Yaslynne saw me that day. She looked at me, and I looked back.
For months, I’d been afraid of opening the door. But I already did.
“Shit!” I cried out, abruptly aware of the body convulsing in my grip. Blood striped Ronan’s face as it ran from his eyes, nose, and mouth. His trembling had widened the hole in my chest, making it messier—bringing me slowly closer to permanent death.
Him or me.
With a violent, instinctive heave, I bled the last morsels of pain from Ronan’s soul. But it wasn’t the usual, shadowy black. A light came with it, an energy t
hat coiled around his ghosts. Both flowed into me, and his convulsions slowed to a stop. His body stilled. His skin was as pale as the moon above. I eased my cramped fingers from his throat to check for a pulse. Nothing. Ronan was dead. Somehow, I’d emptied his body of both pain and life. And it was as easy as overturning a cup of water.
Pain demanding my attention, I yanked the knife out with a clinched-mouth cry. Blood rushed out to soak the front of me.
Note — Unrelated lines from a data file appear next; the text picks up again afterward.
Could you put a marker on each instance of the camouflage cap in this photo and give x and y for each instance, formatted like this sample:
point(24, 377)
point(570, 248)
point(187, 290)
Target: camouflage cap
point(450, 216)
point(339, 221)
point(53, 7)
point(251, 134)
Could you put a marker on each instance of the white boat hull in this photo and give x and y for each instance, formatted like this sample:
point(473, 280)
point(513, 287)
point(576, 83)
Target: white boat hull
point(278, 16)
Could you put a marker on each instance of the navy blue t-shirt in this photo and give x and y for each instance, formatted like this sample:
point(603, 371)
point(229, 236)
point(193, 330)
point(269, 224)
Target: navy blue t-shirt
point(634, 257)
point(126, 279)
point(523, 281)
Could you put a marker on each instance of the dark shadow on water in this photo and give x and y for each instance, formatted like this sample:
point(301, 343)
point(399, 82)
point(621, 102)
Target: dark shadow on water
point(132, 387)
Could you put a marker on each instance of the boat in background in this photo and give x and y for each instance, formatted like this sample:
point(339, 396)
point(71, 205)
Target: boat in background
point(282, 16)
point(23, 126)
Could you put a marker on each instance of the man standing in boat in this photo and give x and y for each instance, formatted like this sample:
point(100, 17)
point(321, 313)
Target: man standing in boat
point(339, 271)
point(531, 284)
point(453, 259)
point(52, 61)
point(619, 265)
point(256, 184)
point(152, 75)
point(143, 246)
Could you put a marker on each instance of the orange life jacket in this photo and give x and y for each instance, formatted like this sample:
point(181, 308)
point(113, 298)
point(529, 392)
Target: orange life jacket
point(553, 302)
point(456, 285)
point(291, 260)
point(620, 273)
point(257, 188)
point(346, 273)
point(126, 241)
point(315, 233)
I tossed the knife and moved to sear the hole, but the flow had lessened to a trickle. My skin tingled. It’s healing, I thought, staring at the wound in confusion. I’d never had an injury mend so swiftly before. Oh, no... Was my body repairing itself with the life it took from Ronan?
Disgust moved through me, then a quiver. I sat up, expecting to vomit.
I’d never felt more like a monster.
But the agitation, like a flutter of wings, had another source.
I may have taken Ronan’s ghosts, but they weren’t mine to keep. They were agitated, restless. Instinct (or perhaps the eye) told me not to let go. Hold onto them for a while longer. Use what I acquired. It was how the first exit was opened—with the stolen pain of others.
Dread crept cold through my veins, as I thought back to the exit that sprung to life in the factory basement. Was it me? Did Yaslynne do something? Had simply connecting to the scar, reading the trauma it held, trigger the exit to open?
The answer scared me, but I had no time to consider it. Pressure built like a geyser inside me. It bolted up, and Ronan’s ghosts shot out, fleeing my body in a jet of black. Their abrupt exodus left me on my back, gasping. The eye was a cold, heavy thing in my chest. Ronan’s trauma was spilled over the ground, layering the grass like a glossy puddle of tar. Pooling, it seeped beneath his body to permanently scar the spot where he died.
In time, the scar would eat through and damage the veil. An exit would form. The blight would come through. And it would be my fault.
I wore the eye and used its power. I found the place where Yaslynne died. I allowed the ghosts of a dead dragon queen inside me. Now, I’d created a scar capable of bringing the looming apocalypse a tiny bit closer—and turned someone I’d loved my whole life into evidence in need of disposal.